For any values of $L_1$, $L_2$ and $L_3$, whether equal or not, there is a sequence $a_{nm}$ achieving your three limit requirements. The reason is that $\lim_n a_{nn}=L_1$ only refers to the entries on the diagonal, $\lim_n\lim_m a_{nm}=L_2$ only depends on entries above the diagonal, and $\lim_m\lim_n a_{nm}=L_3$ only depends on entries below the diagonal. We could simply let $a_{nm}$ be $L_1$ when $n=m$ and $L_2$ when $n\lt m$ and $L_3$ when $n\gt m$. You may similarly ask independently for any of the three limits not to exist, without affecting the other limits, simply by modifying the values of $a_{nm}$ only in the appropriate region (that is, either on, above, or below the diagonal). So in general, knowing any two of the three limits tells you nothing about the third limit or whether it exists. 
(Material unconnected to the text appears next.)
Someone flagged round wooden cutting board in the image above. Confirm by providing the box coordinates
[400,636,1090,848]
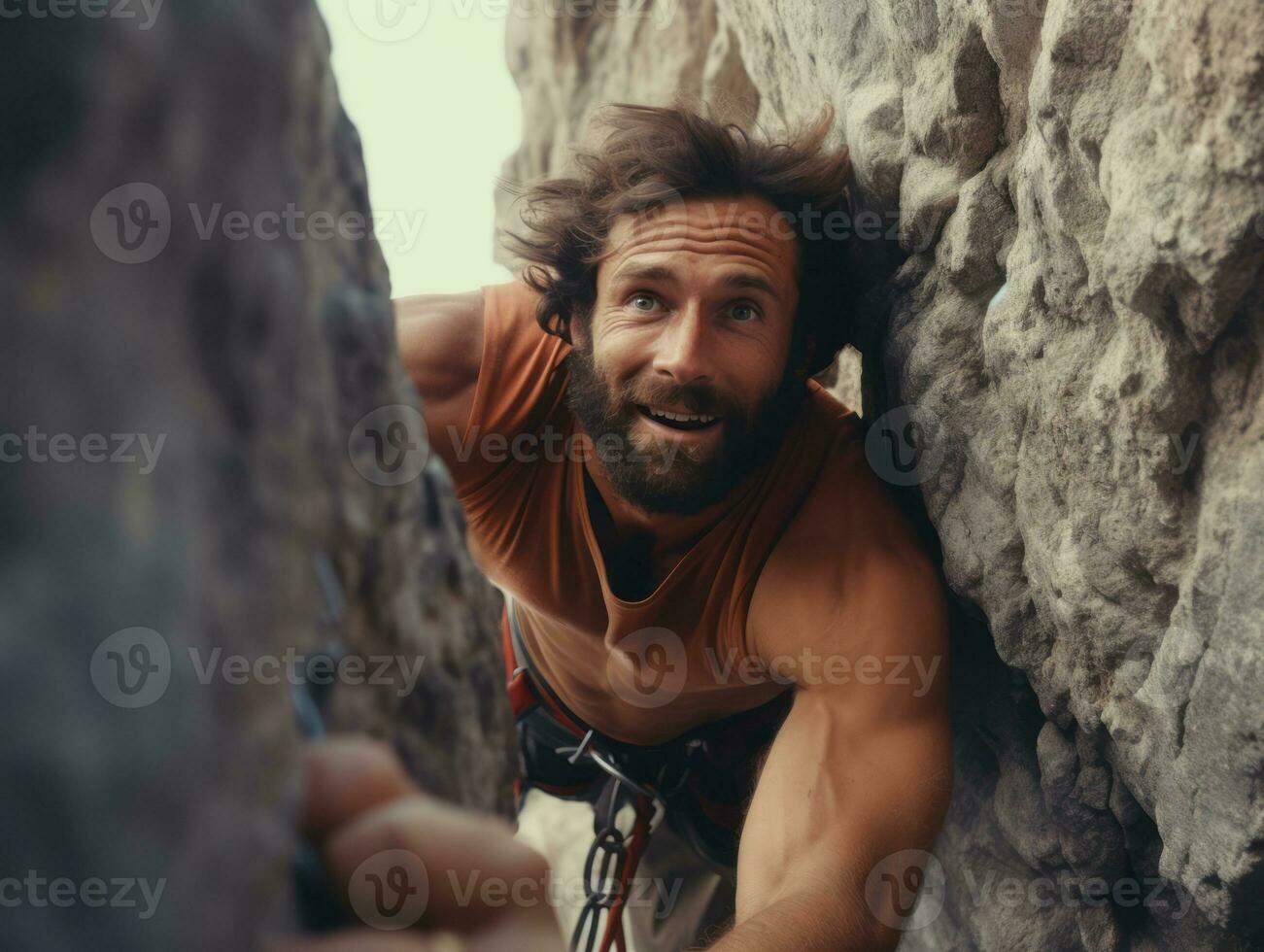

But meanwhile, you can get $L_1=L_2$ if you know something about how fast the two limits converge. What you need to know, of course, is that $a_{nn}$ becomes sufficiently close to both limits, and one can easily invent criteria that will ensure this. But if you think about it, such requirements amount merely to a restatement of the equality of the limits, and so they will probably be unsatisfying.